Planning Your Package Structure
In this course, you’ll be working with the Real Python Reader app. It’s available from PyPI as a package or as source. But for this course, it’s best to grab the source code from GitHub:
Get Source Code: Click here to get access to the source code for the Real Python Feed Reader that you’ll use to publish an open-source package to PyPI.
You’ll also want to create an account on PyPI. To play around, you’ll need to get set up on TestPyPI too.
00:00 In the previous lesson, I covered a brief history of how the Python world got to its current packaging state, how that relates to virtual environments, and made bad movie music with my piehole. In this lesson, I’ll show you what is actually in a Python package and promise not to sing.
00:17 There’s an old Carl Sagan quote: To make an apple pie, first you need a universe. I won’t go that far out, but you are going to need a package to be able to play with it. In that light, may I present to the Real Python Reader, which I’ll be using to demonstrate packaging and packaging tools throughout this course. The project is used in multiple Real Python courses and articles, so you may have seen versions of it before.

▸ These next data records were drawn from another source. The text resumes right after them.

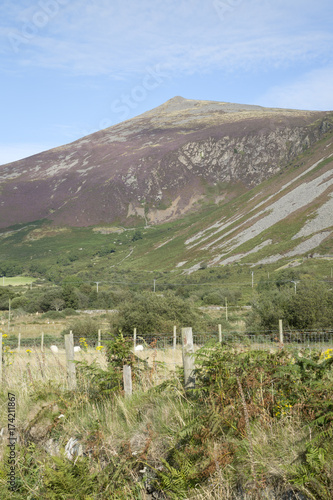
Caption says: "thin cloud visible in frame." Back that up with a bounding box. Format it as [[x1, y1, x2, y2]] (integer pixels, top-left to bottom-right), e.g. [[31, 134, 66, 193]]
[[258, 67, 333, 111], [0, 0, 333, 78]]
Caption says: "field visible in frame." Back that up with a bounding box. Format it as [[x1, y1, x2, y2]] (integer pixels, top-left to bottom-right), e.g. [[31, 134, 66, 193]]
[[0, 276, 36, 286], [0, 326, 333, 500]]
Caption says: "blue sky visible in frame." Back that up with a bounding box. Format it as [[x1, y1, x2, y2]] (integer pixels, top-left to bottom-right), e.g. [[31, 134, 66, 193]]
[[0, 0, 333, 164]]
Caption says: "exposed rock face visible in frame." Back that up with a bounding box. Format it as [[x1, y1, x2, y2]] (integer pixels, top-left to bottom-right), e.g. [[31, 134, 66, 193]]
[[0, 97, 332, 227]]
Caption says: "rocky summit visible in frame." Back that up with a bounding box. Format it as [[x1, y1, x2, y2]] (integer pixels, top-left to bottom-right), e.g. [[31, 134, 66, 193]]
[[0, 97, 333, 229]]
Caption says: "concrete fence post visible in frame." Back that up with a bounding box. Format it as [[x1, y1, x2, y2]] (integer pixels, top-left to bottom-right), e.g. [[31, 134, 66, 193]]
[[0, 332, 2, 385], [65, 331, 76, 390], [182, 328, 195, 389], [218, 325, 222, 344], [123, 365, 132, 397], [279, 319, 283, 344], [133, 328, 136, 351]]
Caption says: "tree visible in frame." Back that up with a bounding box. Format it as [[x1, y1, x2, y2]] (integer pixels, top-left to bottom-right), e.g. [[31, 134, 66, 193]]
[[111, 292, 202, 335], [50, 297, 65, 311]]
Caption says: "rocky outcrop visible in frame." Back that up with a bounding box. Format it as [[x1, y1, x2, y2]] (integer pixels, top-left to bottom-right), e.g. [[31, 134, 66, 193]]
[[0, 97, 332, 227]]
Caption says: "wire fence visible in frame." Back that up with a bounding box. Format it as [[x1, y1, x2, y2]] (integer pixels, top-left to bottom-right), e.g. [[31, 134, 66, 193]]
[[4, 328, 333, 350]]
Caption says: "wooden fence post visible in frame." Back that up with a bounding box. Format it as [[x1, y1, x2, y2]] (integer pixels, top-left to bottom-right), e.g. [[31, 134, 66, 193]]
[[182, 328, 195, 389], [218, 325, 222, 344], [279, 319, 283, 344], [123, 365, 132, 396], [133, 328, 136, 351], [65, 331, 76, 391]]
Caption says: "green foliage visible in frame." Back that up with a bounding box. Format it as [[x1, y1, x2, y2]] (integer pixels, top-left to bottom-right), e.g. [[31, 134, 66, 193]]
[[132, 229, 143, 241], [111, 291, 202, 336], [155, 454, 196, 500], [247, 273, 333, 330], [61, 317, 98, 343]]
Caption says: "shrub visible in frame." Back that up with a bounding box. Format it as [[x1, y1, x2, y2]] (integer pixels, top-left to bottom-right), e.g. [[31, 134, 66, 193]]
[[61, 318, 98, 345], [110, 292, 203, 335]]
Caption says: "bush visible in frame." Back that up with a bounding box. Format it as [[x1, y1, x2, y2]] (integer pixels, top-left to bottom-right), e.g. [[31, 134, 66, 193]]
[[111, 292, 203, 335], [61, 318, 98, 345], [42, 311, 66, 319]]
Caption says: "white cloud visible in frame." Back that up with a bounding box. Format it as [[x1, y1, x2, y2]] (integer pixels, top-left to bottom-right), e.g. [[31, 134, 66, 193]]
[[0, 0, 333, 78], [258, 66, 333, 111]]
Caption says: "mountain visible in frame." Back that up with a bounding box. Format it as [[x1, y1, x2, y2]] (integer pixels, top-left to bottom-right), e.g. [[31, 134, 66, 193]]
[[0, 97, 333, 279], [0, 97, 332, 228]]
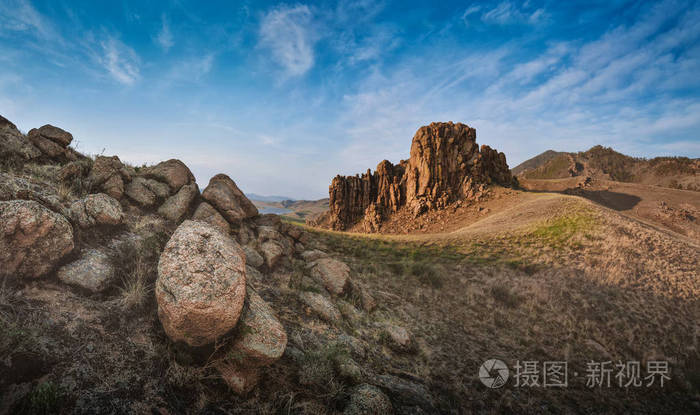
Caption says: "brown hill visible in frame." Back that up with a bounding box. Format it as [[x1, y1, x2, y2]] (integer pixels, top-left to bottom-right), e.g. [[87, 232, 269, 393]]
[[513, 145, 700, 191], [315, 122, 512, 232]]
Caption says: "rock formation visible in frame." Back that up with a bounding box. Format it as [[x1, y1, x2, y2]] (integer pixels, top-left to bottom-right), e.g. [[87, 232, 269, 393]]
[[327, 122, 512, 232]]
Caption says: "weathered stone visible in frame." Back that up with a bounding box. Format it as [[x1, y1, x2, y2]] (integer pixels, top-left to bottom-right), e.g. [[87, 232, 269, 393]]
[[309, 258, 350, 295], [0, 115, 41, 160], [155, 220, 246, 346], [243, 245, 265, 268], [214, 361, 260, 396], [27, 124, 73, 148], [299, 291, 343, 323], [143, 159, 194, 193], [260, 241, 284, 269], [158, 183, 199, 222], [343, 384, 394, 415], [27, 134, 66, 158], [301, 249, 328, 262], [202, 174, 258, 223], [126, 177, 170, 207], [384, 324, 412, 352], [0, 200, 73, 277], [58, 249, 115, 293], [83, 193, 124, 225], [326, 122, 512, 232], [87, 156, 132, 200], [0, 173, 64, 213], [226, 286, 287, 367], [192, 202, 231, 235]]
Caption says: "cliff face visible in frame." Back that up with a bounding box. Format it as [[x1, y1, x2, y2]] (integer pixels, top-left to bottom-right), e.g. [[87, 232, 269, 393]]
[[328, 122, 512, 232]]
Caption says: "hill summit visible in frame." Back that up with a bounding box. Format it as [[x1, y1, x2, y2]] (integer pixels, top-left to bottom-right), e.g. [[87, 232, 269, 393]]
[[316, 122, 513, 232]]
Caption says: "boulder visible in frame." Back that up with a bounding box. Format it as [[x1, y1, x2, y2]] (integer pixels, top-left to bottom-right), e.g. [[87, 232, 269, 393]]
[[27, 124, 73, 148], [214, 360, 260, 396], [243, 245, 265, 268], [83, 193, 124, 225], [192, 202, 231, 235], [260, 241, 284, 269], [87, 156, 132, 199], [0, 115, 41, 160], [227, 286, 287, 367], [158, 183, 199, 222], [308, 258, 350, 295], [155, 220, 246, 346], [202, 174, 258, 223], [343, 384, 394, 415], [58, 249, 115, 293], [0, 173, 64, 213], [299, 291, 343, 323], [0, 200, 73, 277], [384, 324, 412, 352], [126, 177, 170, 207], [143, 159, 195, 193], [301, 249, 328, 262]]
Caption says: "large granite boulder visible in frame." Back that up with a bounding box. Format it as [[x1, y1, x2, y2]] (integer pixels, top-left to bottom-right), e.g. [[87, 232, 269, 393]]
[[0, 200, 73, 277], [155, 220, 246, 346], [202, 174, 258, 223]]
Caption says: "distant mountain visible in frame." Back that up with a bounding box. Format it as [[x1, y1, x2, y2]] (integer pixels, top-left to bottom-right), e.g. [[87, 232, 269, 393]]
[[510, 150, 568, 176], [512, 145, 700, 190], [246, 193, 296, 203]]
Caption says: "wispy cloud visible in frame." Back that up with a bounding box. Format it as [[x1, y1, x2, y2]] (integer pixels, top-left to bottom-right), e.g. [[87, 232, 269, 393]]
[[462, 1, 548, 25], [156, 14, 175, 52], [98, 36, 140, 85], [259, 5, 316, 76]]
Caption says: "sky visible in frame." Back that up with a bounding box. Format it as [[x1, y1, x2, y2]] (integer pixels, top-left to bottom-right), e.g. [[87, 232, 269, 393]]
[[0, 0, 700, 199]]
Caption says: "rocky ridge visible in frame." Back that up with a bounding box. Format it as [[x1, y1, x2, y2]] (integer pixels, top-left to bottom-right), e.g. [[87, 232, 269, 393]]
[[320, 122, 513, 232]]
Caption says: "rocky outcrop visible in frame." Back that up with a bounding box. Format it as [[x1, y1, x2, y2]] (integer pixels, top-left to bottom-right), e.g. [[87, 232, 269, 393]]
[[0, 115, 41, 161], [326, 122, 512, 232], [155, 220, 246, 346], [57, 249, 115, 293], [202, 174, 258, 223], [0, 200, 73, 277], [69, 193, 124, 228]]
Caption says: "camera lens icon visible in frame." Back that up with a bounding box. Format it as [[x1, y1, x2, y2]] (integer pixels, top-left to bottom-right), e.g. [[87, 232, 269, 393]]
[[479, 359, 510, 389]]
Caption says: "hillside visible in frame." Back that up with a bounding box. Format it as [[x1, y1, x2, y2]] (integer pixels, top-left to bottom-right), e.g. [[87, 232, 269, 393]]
[[510, 150, 567, 176], [513, 146, 700, 191], [0, 115, 700, 415]]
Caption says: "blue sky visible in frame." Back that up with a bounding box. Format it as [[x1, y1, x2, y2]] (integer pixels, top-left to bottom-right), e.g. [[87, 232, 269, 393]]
[[0, 0, 700, 198]]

00:41 What it does is read Real Python’s RSS feed and shows a summary of the articles on the site. It’s available as a PyPI package in both installable and source format, but if you’re going to play with it, you’re probably better off grabbing the source from the GitHub repo.
00:58 The second link is a quick download of the contents in ZIP format. Clickable links are in the description below.
01:08 The Reader program connects to the Internet over HTTPS. This is the part in the course where I humbly admit I’m not that great at following instructions, and I’ve learned that I’m not alone in that case.
01:19 If you are on a mac, and you used python.org to install your Python, you may have done the same thing as me, which is missed the final separate step of installation.
01:29 That would mean your Python is absent some important certificates and won’t be able to connect via HTTPS, and you can’t use this program. If you’re in the same situation as I am, I’ll walk you through it.
01:41 If you’re not, you can skip to this timestamp (2:58) and miss all the fun.
01:48 This is a screenshot of the Python installer on macOS. Note the print at the bottom here that says there’s a final step after the install needed to get the appropriate SSL certificates on your machine.
02:00 And this is the final page of the GUI installer. It also tells you where to find the script which installs the SSL. Unfortunately, it’s after the big, bold Congratulations! which is about where I stopped reading.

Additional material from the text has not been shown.